Porém, a Ordem dos Advogados do Brasil - Seção São Paulo (OAB-SP), em nota, manifestou preocupação com o "descumprimento sistemático de decisões judiciais por operadoras de planos de saúde". Além do crescimento da judicialização, relatório da ANS registrou também aumento nas Notificações de Intermediação Preliminar (NIPs), reclamações abertas por consumidores junto à agência reguladora: de 91.875 em 2019 para 301.893 em 2024.
O conjunto desses dados revela um cenário que ainda não foi estabilizado. "Apesar do volume expressivo de ações, o lucro das empresas tem crescido e não há qualquer sinal de que o setor esteja à beira do colapso. No mais, é preciso reconhecer que o Judiciário atua como instância final de proteção da cidadania e, embora o ideal seja reduzir a necessidade de litígios, é próprio de um Estado democrático que divergências relevantes sejam submetidas ao crivo do juiz", explica Elton Fernandes, advogado especialista em Direito da Saúde em São Paulo.
Resultados financeiros das operadoras em 2025
Apesar da alta nas despesas judiciais, o desempenho econômico das operadoras reforça o baixo impacto relativo da judicialização. Dados da ANS mostram que o lucro obtido pelos planos no primeiro trimestre de 2025 foi o maior desde 2018. O segmento médico-hospitalar registrou saldo operacional positivo de R$ 4,4 bilhões.
O resultado financeiro, influenciado pelas taxas de juros, atingiu R$ 3,6 bilhões no primeiro trimestre, crescimento de 58,6% em relação ao ano anterior. O setor atende atualmente 53,3 milhões de beneficiários em planos médico-hospitalares e 35,1 milhões em odontológicos. A sinistralidade média permaneceu em 81,1% no primeiro semestre de 2025.
Para o advogado especialista em planos de saúde, Elton Fernandes, o desempenho financeiro contradiz a tese de que a judicialização compromete a sustentabilidade. Ele argumenta que um gasto equivalente a 1,49% das despesas assistenciais não afeta de maneira estrutural o setor. O problema, segundo o advogado, é o aumento de litígios decorrentes de negativas de cobertura que poderiam ser evitadas.
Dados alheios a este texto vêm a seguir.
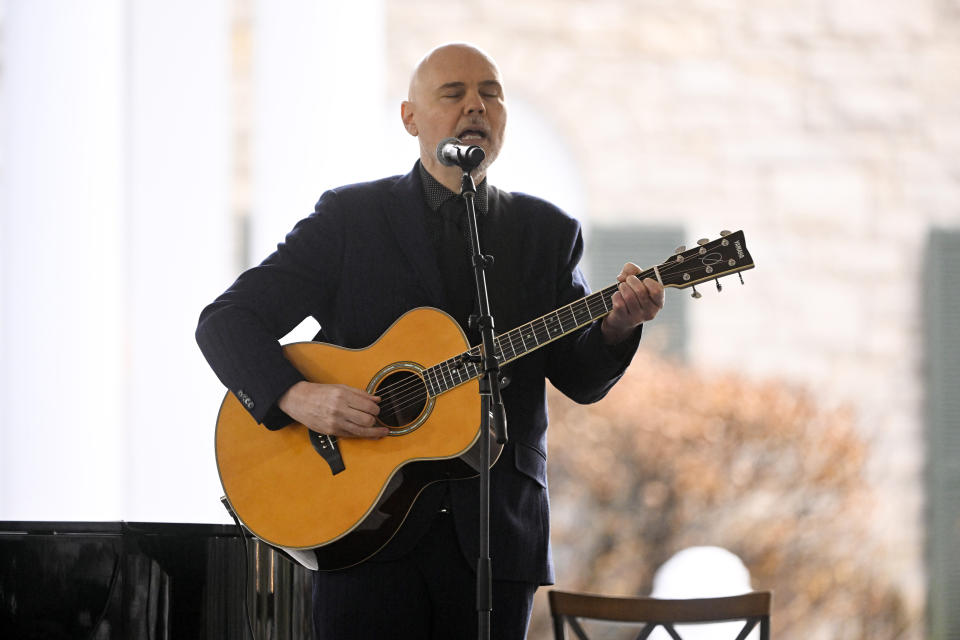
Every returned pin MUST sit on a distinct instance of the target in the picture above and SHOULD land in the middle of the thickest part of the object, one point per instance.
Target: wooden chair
(569, 608)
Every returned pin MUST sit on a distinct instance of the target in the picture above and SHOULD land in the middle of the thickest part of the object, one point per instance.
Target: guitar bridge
(327, 447)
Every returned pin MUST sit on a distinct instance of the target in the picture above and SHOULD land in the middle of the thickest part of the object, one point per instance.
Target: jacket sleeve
(581, 365)
(239, 332)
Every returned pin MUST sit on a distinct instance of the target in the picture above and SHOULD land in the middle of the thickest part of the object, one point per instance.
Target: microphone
(452, 153)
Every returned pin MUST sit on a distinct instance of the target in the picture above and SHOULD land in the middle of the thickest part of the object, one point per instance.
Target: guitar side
(286, 494)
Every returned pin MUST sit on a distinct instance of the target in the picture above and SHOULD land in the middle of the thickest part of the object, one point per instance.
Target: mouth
(472, 135)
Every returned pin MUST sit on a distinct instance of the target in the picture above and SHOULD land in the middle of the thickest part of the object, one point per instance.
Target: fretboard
(518, 342)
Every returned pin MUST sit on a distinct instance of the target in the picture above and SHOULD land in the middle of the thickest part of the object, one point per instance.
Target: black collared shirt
(436, 194)
(445, 222)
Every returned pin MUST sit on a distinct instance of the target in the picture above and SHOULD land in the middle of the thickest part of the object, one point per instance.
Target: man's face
(456, 92)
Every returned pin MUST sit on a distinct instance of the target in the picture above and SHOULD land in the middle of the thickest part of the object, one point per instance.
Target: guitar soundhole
(403, 397)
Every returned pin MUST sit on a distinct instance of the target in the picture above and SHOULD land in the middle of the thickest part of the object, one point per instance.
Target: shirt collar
(436, 194)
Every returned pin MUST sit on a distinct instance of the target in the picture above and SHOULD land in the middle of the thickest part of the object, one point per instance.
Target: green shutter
(943, 433)
(610, 247)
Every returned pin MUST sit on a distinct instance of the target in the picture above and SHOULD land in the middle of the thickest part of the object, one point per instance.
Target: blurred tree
(674, 458)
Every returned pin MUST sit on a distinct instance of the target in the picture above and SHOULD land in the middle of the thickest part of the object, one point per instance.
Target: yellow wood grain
(281, 488)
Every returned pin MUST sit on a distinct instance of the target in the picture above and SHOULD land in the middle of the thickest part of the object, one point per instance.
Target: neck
(449, 177)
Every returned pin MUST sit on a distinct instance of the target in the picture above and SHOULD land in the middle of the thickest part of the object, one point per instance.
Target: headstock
(710, 260)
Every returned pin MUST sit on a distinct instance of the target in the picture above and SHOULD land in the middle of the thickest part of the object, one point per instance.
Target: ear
(406, 114)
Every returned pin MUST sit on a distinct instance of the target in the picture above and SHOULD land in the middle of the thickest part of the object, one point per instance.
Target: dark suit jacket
(359, 262)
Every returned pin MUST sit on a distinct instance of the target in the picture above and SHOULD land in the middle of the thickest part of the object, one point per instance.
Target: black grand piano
(149, 581)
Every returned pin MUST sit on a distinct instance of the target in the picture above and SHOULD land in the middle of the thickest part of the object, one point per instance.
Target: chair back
(568, 609)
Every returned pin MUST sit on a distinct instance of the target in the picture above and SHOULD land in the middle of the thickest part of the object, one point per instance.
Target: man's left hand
(636, 301)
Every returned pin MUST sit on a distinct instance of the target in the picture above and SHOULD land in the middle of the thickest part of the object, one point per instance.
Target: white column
(318, 74)
(178, 252)
(61, 246)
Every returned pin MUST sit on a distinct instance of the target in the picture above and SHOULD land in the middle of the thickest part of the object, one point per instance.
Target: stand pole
(491, 405)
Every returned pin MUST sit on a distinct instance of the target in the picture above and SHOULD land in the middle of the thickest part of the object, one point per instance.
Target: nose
(474, 104)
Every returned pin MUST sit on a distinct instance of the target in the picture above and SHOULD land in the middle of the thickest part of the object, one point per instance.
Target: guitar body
(288, 494)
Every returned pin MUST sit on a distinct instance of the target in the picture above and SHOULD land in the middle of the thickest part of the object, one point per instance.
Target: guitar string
(417, 386)
(412, 391)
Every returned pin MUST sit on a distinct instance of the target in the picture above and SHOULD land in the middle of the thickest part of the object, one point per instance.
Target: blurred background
(808, 422)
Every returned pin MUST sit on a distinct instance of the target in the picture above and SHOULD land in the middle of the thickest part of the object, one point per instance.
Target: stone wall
(828, 130)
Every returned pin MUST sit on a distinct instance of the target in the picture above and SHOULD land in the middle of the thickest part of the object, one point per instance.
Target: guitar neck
(710, 260)
(524, 339)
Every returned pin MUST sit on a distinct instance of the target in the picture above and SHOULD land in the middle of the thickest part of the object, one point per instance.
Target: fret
(515, 337)
(581, 312)
(447, 375)
(517, 342)
(570, 322)
(523, 340)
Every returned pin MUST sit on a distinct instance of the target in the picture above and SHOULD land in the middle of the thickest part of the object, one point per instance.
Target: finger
(361, 400)
(655, 291)
(628, 270)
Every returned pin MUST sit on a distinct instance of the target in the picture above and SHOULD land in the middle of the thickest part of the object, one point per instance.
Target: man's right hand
(333, 409)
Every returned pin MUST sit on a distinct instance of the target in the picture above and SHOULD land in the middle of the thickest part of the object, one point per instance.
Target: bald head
(455, 91)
Impacto da decisão do STF na cobertura dos planos
Em setembro de 2025, o Supremo Tribunal Federal (STF) julgou a Ação Direta de Inconstitucionalidade (ADI) n.º 7.265 e definiu que o rol de procedimentos da ANS é referência para os contratos firmados após 1999.
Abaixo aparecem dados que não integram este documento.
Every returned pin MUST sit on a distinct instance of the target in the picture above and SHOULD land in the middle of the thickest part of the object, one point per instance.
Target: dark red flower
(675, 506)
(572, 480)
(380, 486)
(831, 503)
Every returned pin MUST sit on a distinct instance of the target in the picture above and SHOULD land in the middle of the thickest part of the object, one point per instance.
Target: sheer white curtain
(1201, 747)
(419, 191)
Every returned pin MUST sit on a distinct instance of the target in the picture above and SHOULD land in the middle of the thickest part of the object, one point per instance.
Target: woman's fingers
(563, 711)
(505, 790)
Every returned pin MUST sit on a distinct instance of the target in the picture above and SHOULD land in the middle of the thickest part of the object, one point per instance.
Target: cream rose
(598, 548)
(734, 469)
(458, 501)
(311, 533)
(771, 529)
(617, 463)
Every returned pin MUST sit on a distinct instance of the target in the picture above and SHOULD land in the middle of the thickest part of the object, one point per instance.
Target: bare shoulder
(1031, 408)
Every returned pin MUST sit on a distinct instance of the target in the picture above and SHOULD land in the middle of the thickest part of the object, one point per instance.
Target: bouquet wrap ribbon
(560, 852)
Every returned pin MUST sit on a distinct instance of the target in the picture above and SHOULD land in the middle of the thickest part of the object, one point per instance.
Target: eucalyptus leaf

Para consumidores e operadoras, a decisão passou a orientar a interpretação das autorizações a partir de critérios técnicos definidos pelo tribunal, como prescrição médica qualificada, inexistência de negativa expressa da ANS, ausência de alternativa disponível na lista, comprovação de eficácia por evidências científicas e registro na Agência Nacional de Vigilância Sanitária (Anvisa).
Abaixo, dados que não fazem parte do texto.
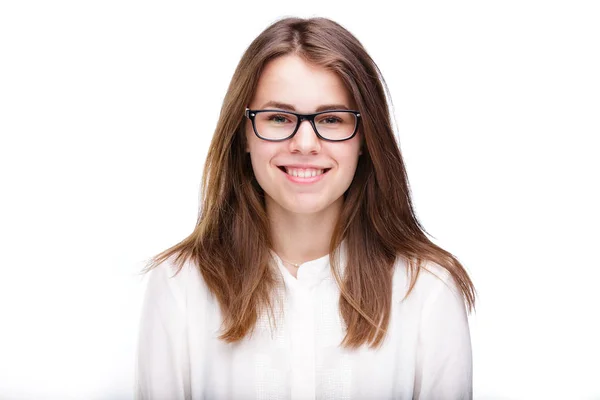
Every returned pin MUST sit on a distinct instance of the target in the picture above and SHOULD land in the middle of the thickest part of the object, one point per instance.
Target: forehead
(289, 79)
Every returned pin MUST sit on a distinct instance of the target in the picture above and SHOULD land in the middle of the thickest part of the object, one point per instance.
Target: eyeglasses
(277, 125)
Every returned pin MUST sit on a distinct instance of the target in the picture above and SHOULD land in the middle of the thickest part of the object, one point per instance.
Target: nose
(305, 140)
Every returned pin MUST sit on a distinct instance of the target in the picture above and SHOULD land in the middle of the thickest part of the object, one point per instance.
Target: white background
(106, 113)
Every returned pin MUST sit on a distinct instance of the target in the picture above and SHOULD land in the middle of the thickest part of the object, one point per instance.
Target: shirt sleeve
(161, 361)
(444, 359)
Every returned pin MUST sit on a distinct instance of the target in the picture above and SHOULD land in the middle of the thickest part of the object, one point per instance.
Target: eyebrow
(285, 106)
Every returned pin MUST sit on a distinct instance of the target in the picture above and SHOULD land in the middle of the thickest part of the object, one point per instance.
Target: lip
(308, 180)
(303, 166)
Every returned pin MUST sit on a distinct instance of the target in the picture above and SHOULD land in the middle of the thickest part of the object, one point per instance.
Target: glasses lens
(336, 125)
(333, 125)
(275, 124)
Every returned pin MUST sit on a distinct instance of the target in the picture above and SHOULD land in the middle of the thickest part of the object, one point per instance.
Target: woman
(307, 275)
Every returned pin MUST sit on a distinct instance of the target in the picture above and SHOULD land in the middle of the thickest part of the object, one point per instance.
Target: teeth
(303, 173)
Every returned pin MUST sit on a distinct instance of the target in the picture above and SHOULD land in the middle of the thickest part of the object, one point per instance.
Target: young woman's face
(307, 88)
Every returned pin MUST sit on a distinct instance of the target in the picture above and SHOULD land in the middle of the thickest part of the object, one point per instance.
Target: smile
(304, 175)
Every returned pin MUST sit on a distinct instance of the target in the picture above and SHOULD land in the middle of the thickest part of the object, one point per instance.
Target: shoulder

O STF reforçou que o objetivo é padronizar parâmetros técnicos e reduzir a variabilidade entre decisões, sem extinguir a possibilidade de acesso a tratamentos não listados. Para Elton Fernandes, a decisão reorganiza o debate, mas não elimina a judicialização. "A decisão do STF fixa parâmetros técnicos relevantes, mas não é suficiente, por si só, para reduzir a judicialização, porque o núcleo do conflito permanece: a tensão entre a necessidade clínica indicada na prescrição médica para tratamentos fora do rol e a interpretação das operadoras de que sua obrigação se limita ao conteúdo expresso na lista da ANS", completa o advogado.